You might want to use the --exclusive sbatch option to reserve whole nodes for your scratch jobs, so that other users' jobs don't compete for scratch space at the same time. This will be more important if your job uses a large fraction of the total scratch space on a node.

CPU Node scratch policy

Files on the cpu node /scratch that are not associated with active jobs may be deleted without warning by the administrators. Unless the disks are nearly full, files on /scratch will be deleted automatically when they haven't been accessed for 7 days. If a disk is filling up, files older than 1 day will be deleted.

:warning: The bottom line is that no data on the cpu node scratch is 'safe' unless it is associated with a running job. If you really want to keep it, move it to /data as soon as you can. Otherwise assume it can disappear any time.

Memory Node Scratch

The nodes m01 and m02 have ~10TB of scratch space each (2 Seagate Nytro 3532 SSDs, combined into one logical volume).

/scratch/u
/scratch/db

Unless you are running a database, use /scratch/u.

If your jobs are accessing a local database (for example, MySQL or postgreSQL) then you can store the database under /scratch/db. That path has some filesystem parameters set to optimize database access (including small record size and no filesystem-level sync).

/scratch/u and /scratch/db share the same 10TB of available space. This space uses zfs compression, so files on /scratch will be smaller than they are on /data.

Memory Node scratch policy

Unlike the cpu nodes, we currently don't have an automatic cleanup policy for the memory nodes. Please try hard to keep your usage to only what you need for active projects.
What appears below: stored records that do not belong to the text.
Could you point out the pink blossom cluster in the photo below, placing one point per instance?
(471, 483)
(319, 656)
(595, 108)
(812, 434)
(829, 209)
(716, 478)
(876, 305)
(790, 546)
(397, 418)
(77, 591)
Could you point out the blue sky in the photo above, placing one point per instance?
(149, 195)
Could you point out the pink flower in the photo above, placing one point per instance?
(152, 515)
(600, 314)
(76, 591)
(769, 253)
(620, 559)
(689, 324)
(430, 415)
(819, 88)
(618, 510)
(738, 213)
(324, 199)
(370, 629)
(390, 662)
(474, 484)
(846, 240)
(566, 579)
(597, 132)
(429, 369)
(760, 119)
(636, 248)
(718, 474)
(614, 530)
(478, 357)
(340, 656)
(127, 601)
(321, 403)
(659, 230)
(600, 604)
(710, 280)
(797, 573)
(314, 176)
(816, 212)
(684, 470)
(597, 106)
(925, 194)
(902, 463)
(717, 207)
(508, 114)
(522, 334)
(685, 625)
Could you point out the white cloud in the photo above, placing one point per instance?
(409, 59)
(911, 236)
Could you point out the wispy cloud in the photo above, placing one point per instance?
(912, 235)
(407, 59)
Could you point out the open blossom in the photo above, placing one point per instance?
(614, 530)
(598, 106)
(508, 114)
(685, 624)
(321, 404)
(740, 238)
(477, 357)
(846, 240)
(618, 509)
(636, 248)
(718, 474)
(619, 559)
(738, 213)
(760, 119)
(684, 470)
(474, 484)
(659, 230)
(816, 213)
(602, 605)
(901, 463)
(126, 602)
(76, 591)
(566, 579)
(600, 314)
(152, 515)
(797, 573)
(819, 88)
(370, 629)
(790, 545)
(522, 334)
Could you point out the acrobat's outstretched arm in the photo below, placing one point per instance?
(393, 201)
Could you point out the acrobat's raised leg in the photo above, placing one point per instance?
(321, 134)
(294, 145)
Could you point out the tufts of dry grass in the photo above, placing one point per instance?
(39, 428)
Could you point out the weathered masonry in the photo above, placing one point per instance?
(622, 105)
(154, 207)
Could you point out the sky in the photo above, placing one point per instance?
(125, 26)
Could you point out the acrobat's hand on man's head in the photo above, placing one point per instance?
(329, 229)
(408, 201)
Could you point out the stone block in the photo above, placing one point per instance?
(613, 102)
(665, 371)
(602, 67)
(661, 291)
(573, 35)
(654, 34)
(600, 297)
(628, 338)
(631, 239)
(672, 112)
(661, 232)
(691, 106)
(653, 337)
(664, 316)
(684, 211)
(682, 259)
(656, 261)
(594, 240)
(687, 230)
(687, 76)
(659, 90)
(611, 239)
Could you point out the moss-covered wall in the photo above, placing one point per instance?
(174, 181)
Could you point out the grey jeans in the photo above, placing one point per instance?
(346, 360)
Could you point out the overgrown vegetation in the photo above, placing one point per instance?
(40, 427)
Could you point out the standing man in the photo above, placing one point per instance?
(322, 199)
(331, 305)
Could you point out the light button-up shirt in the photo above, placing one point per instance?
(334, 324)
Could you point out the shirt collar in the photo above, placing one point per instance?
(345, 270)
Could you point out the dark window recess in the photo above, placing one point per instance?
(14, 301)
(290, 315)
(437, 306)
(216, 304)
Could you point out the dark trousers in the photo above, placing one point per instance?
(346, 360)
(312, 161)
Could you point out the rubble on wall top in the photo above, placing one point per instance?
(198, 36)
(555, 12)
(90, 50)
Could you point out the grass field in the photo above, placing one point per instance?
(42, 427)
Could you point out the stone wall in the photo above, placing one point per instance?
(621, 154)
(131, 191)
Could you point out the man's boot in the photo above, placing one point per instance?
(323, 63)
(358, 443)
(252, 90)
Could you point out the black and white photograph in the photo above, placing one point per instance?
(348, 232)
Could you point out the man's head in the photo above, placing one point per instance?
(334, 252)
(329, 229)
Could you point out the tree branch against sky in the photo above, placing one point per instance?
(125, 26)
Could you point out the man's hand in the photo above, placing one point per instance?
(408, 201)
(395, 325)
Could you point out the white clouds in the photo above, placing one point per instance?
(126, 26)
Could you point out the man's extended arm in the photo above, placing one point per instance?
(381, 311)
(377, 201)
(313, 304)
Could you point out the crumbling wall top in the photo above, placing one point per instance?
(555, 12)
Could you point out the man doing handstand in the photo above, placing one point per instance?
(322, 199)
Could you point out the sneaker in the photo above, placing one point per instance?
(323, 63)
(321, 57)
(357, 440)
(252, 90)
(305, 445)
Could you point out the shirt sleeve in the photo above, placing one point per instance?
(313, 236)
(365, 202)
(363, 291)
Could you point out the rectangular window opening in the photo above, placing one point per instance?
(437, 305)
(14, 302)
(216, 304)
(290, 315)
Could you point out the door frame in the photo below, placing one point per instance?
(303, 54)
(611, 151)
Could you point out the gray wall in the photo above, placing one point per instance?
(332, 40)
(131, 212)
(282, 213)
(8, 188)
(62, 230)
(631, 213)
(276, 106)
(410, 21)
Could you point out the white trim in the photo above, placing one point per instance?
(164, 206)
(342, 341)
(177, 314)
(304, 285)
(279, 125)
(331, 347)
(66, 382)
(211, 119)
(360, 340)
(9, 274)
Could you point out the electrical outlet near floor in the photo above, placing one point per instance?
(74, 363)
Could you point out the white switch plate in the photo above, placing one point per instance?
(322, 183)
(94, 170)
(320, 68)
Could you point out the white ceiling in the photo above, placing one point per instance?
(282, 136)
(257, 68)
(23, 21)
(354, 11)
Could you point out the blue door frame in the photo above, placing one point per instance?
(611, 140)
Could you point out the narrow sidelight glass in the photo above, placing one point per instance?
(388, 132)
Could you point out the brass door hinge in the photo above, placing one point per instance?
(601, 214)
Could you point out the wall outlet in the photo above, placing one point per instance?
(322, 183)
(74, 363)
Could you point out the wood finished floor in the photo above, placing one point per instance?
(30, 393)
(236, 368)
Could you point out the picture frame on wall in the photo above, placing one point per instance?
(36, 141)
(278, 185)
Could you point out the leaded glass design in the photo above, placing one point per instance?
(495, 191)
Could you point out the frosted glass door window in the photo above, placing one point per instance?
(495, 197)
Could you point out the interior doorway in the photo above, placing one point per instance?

If there is not enough space, please negotiate directly with other users, or contact the admins.

We will occasionally check for files that have not been accessed in a long time. We will not delete anything without asking.

When to use scratch

To benefit from using scratch, you need to have some idea of why it will help, and a plan for using it.

A code might benefit from using /scratch if it:

does lots of small IO operations involving temporary files (including memory mapping);
writes intermediate 'restart' files that are not useful after the calculation is complete;
separates IO by MPI task, rather than having all tasks reading/writing a single large file;

Our CPU nodes already have a lot of memory per core, but using scratch space for temporary storage may still help memory-limited codes to use more cores per node.

On the memory nodes, /scratch might also be useful for interactive work with very large files. If you have a 100GB (or 1TB) dataset that you will need to read many times over a short period (1 week or 1 month, for example), you can copy it to /scratch.

:warning: Please think very carefully about the time it takes to copy a huge file from /data to /scratch over the network. If you only need to read that file once, there is no point to copy it to /scratch first -- this won't save any time, you might as well have just read it directly from your job!

Advanced usage

Consider \dev\shm (a shared filesystem in memory) as an alternative to \scratch. \dev\shm is available on all nodes, up to half the memory on the node or the memory limit of your job (whichever is smaller). If you use \dev\shm, please tidy up after your job immediately and carefully.
Read about the slurm sbcast command.